I'll put on the description of Clover: Bug compatibility with Chlorine 😄

😂 2
seancorfield 2021-04-15T20:22:44.111300Z

@borkdude It really isn’t about libraries. It’s an approach to working in a monorepo that takes a very structured approach to code organization and provides a clean separation between how you develop/test and how you actually build deployable “projects” from parts of your monorepo. It’s kinda hard to really “get” until you’ve used it — although recent changes to the website are helping, I think. The core thing that makes it “different” is the focus on small code “components” (bricks) that only interact via “interfaces” that are purely function definitions and that’s part of what allows for the “mix’n’match” approach to building stuff.

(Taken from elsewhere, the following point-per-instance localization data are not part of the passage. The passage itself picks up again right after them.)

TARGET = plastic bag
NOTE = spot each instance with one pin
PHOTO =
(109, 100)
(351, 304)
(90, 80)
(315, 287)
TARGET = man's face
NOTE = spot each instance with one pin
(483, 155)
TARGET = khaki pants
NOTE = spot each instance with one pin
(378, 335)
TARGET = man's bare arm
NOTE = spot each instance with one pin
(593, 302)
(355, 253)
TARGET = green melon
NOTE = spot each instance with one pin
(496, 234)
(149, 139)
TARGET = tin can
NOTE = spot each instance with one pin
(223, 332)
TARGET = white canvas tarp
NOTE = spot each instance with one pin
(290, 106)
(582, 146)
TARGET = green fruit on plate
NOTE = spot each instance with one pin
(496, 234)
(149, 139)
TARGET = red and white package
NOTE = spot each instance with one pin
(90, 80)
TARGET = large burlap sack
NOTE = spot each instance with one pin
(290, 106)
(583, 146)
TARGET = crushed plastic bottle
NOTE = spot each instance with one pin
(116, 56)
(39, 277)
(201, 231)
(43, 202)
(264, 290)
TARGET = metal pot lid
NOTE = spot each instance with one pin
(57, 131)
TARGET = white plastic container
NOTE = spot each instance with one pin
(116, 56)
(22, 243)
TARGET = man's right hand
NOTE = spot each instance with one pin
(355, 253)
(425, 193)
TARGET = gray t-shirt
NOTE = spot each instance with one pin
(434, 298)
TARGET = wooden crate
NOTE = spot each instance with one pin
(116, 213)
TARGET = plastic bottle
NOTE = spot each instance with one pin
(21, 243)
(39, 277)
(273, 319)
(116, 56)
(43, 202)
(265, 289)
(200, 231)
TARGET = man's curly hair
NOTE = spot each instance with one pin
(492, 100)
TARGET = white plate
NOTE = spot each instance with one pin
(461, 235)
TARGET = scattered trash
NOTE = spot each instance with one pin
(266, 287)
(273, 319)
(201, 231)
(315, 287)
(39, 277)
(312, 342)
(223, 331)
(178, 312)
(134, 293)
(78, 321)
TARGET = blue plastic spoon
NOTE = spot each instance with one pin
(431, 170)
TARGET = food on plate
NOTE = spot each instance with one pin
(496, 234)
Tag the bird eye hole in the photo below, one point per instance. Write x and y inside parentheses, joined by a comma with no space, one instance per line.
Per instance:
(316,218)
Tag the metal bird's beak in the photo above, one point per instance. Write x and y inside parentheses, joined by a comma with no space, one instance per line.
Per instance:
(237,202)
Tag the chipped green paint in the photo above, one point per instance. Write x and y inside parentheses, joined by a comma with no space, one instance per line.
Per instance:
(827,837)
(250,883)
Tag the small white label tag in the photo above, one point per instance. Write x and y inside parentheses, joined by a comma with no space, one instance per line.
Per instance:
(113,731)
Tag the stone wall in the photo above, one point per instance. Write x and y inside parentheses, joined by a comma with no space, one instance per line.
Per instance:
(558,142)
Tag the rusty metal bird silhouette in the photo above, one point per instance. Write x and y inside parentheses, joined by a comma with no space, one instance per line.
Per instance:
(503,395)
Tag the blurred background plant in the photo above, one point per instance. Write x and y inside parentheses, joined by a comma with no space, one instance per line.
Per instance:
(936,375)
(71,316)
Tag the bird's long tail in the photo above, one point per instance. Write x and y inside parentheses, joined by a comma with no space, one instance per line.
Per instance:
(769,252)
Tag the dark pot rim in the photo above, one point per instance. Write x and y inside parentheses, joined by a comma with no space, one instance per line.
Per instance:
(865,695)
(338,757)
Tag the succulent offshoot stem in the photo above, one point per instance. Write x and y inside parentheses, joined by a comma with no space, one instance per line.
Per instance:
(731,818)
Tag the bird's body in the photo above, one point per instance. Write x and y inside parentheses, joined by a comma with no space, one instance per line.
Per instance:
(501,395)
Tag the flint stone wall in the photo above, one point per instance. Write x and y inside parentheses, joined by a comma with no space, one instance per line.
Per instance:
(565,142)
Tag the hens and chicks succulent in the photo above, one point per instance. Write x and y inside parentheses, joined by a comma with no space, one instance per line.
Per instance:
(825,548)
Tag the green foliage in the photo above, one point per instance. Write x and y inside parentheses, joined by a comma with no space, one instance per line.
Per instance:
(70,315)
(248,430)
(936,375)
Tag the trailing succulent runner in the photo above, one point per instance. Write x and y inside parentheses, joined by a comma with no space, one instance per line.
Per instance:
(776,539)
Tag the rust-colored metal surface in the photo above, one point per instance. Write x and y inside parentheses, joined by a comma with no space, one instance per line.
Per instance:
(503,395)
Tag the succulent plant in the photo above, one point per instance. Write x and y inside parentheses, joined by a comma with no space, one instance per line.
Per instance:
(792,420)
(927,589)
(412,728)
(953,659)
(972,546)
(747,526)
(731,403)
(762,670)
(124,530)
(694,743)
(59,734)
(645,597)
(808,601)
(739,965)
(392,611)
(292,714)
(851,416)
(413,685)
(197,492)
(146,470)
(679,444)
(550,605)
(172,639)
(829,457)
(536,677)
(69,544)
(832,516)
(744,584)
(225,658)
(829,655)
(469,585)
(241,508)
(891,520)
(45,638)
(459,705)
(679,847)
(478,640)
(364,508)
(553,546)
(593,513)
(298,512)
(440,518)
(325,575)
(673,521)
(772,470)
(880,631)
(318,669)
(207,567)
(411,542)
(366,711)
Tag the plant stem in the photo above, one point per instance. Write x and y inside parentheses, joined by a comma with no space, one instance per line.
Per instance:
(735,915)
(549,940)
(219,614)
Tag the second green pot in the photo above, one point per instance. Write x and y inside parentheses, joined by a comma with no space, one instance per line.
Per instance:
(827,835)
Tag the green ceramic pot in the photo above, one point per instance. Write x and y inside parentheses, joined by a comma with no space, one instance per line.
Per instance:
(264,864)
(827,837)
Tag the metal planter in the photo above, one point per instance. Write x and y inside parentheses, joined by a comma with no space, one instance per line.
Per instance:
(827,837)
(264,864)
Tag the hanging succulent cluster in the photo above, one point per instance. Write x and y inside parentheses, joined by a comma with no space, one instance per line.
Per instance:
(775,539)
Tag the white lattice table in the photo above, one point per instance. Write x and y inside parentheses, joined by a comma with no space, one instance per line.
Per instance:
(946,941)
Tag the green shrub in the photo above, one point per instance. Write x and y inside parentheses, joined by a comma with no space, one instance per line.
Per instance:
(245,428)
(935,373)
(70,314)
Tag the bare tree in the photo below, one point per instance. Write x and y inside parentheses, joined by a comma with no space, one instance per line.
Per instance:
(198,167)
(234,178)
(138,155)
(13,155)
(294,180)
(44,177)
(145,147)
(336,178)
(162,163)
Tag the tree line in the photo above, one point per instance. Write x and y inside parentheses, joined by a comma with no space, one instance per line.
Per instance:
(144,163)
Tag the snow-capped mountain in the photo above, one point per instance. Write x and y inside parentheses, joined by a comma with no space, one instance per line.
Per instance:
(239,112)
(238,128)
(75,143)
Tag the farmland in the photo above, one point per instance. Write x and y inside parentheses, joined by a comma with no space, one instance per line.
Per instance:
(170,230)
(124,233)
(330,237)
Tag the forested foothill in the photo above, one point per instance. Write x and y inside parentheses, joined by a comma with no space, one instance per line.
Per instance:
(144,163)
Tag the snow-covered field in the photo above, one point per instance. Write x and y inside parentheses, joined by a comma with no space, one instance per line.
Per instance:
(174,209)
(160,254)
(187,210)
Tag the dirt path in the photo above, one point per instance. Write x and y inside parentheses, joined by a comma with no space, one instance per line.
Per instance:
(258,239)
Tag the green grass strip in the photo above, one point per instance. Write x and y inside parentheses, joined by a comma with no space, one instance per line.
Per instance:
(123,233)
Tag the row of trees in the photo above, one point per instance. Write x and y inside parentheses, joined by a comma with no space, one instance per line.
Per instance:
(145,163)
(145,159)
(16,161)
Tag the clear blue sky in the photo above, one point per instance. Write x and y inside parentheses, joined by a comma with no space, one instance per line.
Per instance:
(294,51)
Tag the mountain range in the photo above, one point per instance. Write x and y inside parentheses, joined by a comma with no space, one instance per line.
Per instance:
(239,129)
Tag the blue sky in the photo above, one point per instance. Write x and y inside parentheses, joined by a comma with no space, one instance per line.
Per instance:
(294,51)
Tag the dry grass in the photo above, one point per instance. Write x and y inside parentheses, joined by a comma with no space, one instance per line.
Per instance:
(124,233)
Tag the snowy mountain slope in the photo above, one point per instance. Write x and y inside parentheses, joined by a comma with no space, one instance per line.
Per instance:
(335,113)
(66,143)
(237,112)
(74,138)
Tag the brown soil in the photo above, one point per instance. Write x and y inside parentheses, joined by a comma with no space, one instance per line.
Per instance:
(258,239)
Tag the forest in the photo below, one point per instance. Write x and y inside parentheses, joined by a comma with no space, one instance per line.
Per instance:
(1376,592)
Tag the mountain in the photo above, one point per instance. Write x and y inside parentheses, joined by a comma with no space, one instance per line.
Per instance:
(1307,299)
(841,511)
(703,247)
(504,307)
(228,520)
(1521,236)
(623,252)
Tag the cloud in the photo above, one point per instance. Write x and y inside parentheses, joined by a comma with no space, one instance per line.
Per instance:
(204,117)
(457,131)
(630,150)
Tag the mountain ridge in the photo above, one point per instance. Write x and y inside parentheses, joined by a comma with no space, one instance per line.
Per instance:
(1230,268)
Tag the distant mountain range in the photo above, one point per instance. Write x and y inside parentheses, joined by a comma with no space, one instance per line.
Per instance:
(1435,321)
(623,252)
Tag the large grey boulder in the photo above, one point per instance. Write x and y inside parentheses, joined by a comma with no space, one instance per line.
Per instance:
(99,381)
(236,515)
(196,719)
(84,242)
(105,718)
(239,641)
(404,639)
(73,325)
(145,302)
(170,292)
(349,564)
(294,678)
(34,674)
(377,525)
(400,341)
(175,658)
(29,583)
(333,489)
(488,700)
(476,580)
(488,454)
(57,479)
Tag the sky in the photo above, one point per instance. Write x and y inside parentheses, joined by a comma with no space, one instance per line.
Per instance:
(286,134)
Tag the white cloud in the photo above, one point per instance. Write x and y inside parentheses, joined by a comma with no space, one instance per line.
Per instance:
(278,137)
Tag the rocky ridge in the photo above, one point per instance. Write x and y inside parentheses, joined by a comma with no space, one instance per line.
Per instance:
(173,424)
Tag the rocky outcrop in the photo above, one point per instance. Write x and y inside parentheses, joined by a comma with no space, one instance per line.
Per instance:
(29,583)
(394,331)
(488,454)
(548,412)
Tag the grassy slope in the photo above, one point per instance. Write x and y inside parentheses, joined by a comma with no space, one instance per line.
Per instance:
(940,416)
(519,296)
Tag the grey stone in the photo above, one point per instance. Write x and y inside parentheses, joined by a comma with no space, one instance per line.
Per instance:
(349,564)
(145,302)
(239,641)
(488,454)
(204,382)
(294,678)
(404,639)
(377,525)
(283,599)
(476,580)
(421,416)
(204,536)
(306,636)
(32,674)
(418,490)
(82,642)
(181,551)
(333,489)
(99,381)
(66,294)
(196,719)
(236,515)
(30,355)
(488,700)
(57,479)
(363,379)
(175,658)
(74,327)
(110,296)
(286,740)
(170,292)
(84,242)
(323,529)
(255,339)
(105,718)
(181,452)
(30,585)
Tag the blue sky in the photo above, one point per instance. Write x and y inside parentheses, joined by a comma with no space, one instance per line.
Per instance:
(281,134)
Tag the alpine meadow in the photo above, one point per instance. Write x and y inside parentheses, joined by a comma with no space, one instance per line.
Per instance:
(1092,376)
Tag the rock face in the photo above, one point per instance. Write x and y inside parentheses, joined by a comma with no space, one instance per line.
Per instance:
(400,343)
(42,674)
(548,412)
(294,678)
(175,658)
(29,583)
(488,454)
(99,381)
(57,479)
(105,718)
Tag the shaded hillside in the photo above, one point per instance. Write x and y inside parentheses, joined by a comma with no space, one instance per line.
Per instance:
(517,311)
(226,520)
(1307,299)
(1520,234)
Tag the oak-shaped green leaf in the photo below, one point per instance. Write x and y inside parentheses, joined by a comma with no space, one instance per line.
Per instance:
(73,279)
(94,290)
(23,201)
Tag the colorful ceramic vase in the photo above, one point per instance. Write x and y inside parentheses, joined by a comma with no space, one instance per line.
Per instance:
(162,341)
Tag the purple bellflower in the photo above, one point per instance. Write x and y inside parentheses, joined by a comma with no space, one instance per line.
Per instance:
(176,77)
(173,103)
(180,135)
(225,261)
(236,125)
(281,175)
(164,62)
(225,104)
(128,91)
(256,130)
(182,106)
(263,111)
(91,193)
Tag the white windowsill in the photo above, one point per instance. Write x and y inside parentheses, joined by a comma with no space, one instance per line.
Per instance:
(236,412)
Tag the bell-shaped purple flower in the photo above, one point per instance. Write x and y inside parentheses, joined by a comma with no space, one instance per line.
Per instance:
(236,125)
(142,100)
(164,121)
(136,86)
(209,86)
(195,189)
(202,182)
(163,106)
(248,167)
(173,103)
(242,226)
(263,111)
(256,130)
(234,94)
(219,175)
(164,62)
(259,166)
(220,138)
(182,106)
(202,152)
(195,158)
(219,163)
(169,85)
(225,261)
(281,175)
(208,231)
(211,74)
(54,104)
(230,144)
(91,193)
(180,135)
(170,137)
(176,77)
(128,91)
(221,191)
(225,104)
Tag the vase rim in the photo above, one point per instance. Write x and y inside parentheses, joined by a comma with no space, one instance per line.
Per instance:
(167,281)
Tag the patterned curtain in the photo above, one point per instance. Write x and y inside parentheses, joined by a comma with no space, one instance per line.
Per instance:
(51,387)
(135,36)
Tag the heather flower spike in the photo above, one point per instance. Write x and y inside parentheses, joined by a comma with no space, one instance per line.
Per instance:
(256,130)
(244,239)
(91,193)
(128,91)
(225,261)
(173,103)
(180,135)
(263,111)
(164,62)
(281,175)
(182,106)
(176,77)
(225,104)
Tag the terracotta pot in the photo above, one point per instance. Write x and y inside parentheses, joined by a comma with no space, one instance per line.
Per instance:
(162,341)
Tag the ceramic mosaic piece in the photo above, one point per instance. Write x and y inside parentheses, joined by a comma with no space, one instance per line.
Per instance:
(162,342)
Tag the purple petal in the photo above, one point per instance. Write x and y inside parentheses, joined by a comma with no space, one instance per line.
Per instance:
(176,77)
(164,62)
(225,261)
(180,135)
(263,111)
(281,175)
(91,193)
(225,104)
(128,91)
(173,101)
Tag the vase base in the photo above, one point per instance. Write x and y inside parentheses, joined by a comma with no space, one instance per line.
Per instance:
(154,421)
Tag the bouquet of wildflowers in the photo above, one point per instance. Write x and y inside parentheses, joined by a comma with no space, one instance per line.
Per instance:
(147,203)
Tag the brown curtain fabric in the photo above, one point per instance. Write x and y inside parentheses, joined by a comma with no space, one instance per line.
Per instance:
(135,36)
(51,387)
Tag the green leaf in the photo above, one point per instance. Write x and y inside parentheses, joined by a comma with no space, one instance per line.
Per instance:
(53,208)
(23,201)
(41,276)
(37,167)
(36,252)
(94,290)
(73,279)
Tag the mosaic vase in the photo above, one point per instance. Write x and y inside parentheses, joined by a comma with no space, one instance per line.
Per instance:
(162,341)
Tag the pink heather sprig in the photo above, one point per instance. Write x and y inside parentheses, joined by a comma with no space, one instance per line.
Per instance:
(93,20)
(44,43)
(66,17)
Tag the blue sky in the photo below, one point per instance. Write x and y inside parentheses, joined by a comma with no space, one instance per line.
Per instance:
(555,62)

seancorfield 2021-04-15T20:23:27.111500Z

Initially, I thought it was very similar to what we were already doing at work: we have 40 subprojects and we build just over a dozen artifacts from that in different combinations.

seancorfield 2021-04-15T20:24:53.111700Z

But our deployable artifacts are very closely tied to the “main” subproject that contains their entry point — Polylith separates these — and our subprojects are very coarse-grained so you tend to get a huge “blob” of code (and dependencies) even when you just want one small portion of a subproject.

seancorfield 2021-04-15T20:25:31.111900Z

Our subprojects have become complected over time. I think Polylith’s guiding principles will help guard against that.